O mundo em que viviam era um lugar muito esquisito, em que todos os
habitantes residiam em vales de poros (pequenas cavernas no solo) e que
dependendo do local geográfico podiam possuir pilastras imensas
originadas do centro dos poros e que se entrelaçavam entre si no alto em
suas pontas.
Alguns
grupos de vírus conseguiram escalar essa massa de pilares e olhar para o
espaço exterior acima da superfície em que moravam.
Era realmente notável a imensidão inexplicável do universo de pelos ou
pilares repetindo-se até o infinito revelado pelo alcance óptico de um
vírus.
Sônia Vírus e
sua amiga estavam sentadas em um dos vales de poros, numa região que
raramente era coberta de pelos, ou pilares como eram chamados e de onde
podiam olhar para os céus, e Claudete perguntou olhando para cima:
- Muitas vezes fico pensando, Sônia, existem ou não outros mundos além do nosso?
Ouviu-se então uma nova voz, um senhor vírus chamado Aragon, nascido de
uma cultura de Uganda, ou pelo menos era isso que constava na memória
genética de seus antepassados, que disse:
- Tolice Sônia, tolice, você sabe perfeitamente que há milhares de
mundos no universo dos poros e acima deles. Já não os vimos à distância
as vezes? Mas não sabemos se possuem vida inteligente sobre a
superfície, sabemos?
- Uma quarta voz se fez ouvir:
- Bem, eu acho que nosso mundo foi feito especialmente para nós. Não
existe nenhum outro mundo com uma vida como a nossa. Sinceramente creio
que o mundo inteiro foi feito por Deus para nós vírus, que afinal fomos
criados a sua imagem e semelhança, ou não?
Pensem bem, vocês conhecem outra forma de vida que se compare com a
nossa, outra inteligência semelhante? E os vales em que vivemos, como
foram criados? por quem? para quem?
Somos a forma de vida mais evoluída e dominante do universo.
Quem falava era Rudi Gama, um tipo de sujeito erudito, viajado e
respeitado, afinal tinha ido, certa vez, até o vale de poros vizinho de
modo que sua opinião era sempre ouvida com respeito.
- Ah, isso tudo é pensamento burguês, o que vale mesmo é a autoridade e
a liderança, disse com convicção Nestor, um vírus com tendências
esquerdistas latentes. Deus não existe, vida em outros mundos não
existe, é tudo uma enganação barata.
- É falou Sonia, não sei, talvez você tenha razão, já rezei muito e nunca tive resposta as minhas preces, e vocês?
Os outros ficaram ali sentados, calados, refletindo, imersos em seus pensamentos.... então veio a catástrofe.

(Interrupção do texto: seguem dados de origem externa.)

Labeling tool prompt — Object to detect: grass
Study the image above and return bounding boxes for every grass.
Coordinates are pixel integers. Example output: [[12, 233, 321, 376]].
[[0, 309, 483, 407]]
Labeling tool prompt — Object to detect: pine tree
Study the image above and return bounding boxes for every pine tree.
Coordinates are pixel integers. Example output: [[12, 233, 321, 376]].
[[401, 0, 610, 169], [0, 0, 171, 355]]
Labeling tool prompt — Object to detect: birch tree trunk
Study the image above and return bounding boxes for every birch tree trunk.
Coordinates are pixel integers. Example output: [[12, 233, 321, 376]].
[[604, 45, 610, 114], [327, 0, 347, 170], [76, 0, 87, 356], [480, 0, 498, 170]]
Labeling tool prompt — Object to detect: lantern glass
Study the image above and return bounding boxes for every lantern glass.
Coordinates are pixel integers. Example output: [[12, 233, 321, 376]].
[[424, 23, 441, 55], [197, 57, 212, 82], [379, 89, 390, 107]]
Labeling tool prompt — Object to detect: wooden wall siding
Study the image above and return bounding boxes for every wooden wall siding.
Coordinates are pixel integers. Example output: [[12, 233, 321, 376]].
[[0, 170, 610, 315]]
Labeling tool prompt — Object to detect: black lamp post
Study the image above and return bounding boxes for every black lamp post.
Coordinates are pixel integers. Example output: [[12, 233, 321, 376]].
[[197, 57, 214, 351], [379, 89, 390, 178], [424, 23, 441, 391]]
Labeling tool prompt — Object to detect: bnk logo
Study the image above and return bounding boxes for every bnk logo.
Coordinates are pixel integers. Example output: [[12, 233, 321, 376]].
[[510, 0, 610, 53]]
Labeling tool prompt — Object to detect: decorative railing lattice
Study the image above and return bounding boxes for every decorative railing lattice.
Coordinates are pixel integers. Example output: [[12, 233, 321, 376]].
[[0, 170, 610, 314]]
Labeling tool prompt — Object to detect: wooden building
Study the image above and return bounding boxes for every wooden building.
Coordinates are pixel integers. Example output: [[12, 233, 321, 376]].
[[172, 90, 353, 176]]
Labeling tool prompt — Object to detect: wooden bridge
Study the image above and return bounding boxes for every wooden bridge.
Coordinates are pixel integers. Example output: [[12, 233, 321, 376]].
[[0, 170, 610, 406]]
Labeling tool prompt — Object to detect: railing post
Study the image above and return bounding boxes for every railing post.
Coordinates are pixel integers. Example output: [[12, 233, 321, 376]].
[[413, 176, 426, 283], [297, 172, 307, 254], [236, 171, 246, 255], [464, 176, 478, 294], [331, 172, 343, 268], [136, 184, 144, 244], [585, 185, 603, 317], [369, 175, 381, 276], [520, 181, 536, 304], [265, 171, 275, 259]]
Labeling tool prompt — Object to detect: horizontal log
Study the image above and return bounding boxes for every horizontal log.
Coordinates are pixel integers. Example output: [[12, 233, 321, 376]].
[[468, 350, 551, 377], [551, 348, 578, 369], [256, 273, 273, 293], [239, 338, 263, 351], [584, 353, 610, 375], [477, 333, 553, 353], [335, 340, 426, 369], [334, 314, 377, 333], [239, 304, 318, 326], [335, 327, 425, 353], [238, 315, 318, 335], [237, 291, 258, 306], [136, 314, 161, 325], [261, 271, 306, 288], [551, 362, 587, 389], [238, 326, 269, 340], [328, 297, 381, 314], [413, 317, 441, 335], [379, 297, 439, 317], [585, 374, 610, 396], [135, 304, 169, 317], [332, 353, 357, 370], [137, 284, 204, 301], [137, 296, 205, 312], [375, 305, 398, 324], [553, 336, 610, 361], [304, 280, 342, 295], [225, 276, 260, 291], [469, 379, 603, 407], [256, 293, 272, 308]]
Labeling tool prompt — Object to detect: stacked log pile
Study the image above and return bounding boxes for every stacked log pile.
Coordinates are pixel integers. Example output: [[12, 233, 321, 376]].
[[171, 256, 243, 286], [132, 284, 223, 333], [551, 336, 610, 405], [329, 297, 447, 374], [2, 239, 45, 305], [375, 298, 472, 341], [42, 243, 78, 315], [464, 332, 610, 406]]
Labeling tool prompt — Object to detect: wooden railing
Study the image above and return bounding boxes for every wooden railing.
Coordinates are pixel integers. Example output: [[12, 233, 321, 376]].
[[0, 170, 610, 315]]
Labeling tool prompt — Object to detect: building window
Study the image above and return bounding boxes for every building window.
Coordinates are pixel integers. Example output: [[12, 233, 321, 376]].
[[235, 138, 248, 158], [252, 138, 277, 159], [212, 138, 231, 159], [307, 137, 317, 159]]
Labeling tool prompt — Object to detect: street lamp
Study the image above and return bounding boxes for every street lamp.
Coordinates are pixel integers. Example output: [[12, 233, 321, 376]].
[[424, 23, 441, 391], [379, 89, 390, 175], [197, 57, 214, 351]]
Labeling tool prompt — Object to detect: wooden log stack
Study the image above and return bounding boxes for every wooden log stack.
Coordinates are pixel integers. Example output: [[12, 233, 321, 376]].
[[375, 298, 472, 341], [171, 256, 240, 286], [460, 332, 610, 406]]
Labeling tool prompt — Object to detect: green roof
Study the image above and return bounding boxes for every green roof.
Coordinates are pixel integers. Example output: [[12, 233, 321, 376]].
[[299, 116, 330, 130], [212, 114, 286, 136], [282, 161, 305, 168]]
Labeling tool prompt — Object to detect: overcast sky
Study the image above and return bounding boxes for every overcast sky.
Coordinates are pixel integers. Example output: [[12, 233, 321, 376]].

Do espaço exterior veio uma coisa imensa, creio que era um OVNI ou
coisa pior, cortando e ceifando com velocidade espantosa, as pilastras
ou pelos dos poros, raspando e destruindo tudo enquanto Sônia gritava
"Valha-me Deus" !
Então, um dilúvio ardente caiu sobre eles e de repente, Sônia, Claudete,
Aragon, Rudi Gama, e Nestor Vírus deixaram de existir quando o mundo
chamado humano passou uma loção após barba no rosto!